X Liu et al. Gastroenterol 2024; 166:921-924. Machine Learning–Based Prediction of Pediatric Ulcerative Colitis Treatment Response Using Diagnostic Histopathology
M Iannucci et al. Gastroenterology 2024: 166: 730-732. Editorial. Open Access! A Baby Step or a Real Giant Stride: Histomic Enabled by Artificial Intelligence to Predict Treatment Response in Pediatric Patients With Ulcerative Colitis
In this article, their machine learning algorithm was trained on 187,571 informative patches from rectal hematoxylin and eosin biopsy samples from 292 treatment-naive pediatric patients with UC in a multicenter inception cohort (PROTECT) 2) study.
Key findings (summarized by editorial):
- The authors first trained the machine learning models on 250 histomic features at the patch level and achieved an area under the receiver operating characteristic curve (AUROC) of 0.87 (95% confidence interval [CI], 0.73–1.00) and an accuracy of 0.90 (95% CI, 0.80–1.00) at the WSI (whole slide images) level in predicting treatment response.

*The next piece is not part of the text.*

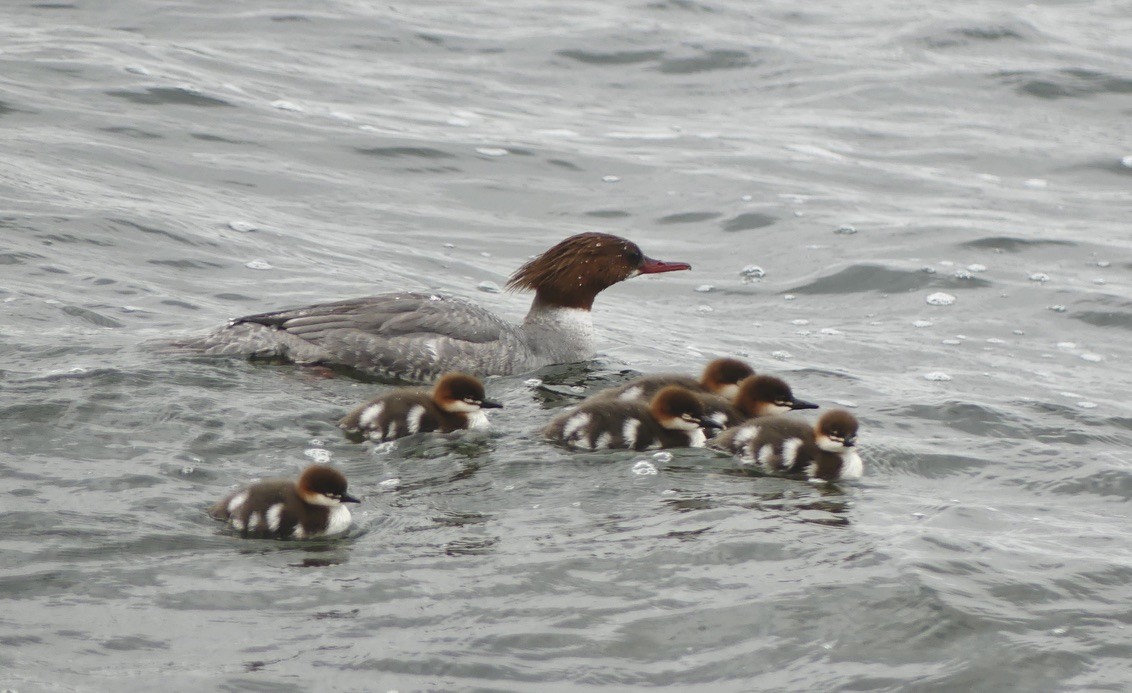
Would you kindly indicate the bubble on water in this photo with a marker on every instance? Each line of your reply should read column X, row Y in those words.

- A subset of 18 histomic features exhibited comparable performance with an AUROC of 0.89 (95% CI, 0.71–0.96) and accuracy of 0.90 (95% CI, 0.80–1.00) to model using the full set of 250 features, indicating the potential for standardized practical application in clinical settings.
- The authors confirmed that the set of 18 histomic features demonstrated comparable performance on the real-world independent SickKids cohort7 (University of Toronto) with an AUROC of 0.85 (95% CI, 0.75–0.95) and accuracy of 0.85 (95% CI, 0.75–0.95) at the WSI level.

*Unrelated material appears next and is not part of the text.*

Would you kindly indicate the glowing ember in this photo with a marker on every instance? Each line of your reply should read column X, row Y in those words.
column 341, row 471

An important limitation on this study was that the population was 83% white, indicating that it may have less applicability in other cohorts.
My take (borrowed from editorial): Although this study focused solely on the therapeutic outcomes of mesalamine on treatment-naïve patients, it is anticipated that a comparable methodology (based on the fusion of machine learning and digital histopathology) could be applied in subsequent research to elucidate the necessity for colectomy, evaluate responses to biological agents, and optimize drug selection from the current armamentarium. In other words, this approach utilizing routine biopsy specimens may offer a pathway toward a precision personalized approach to managing pediatric-onset UC (and possibly IBD more broadly).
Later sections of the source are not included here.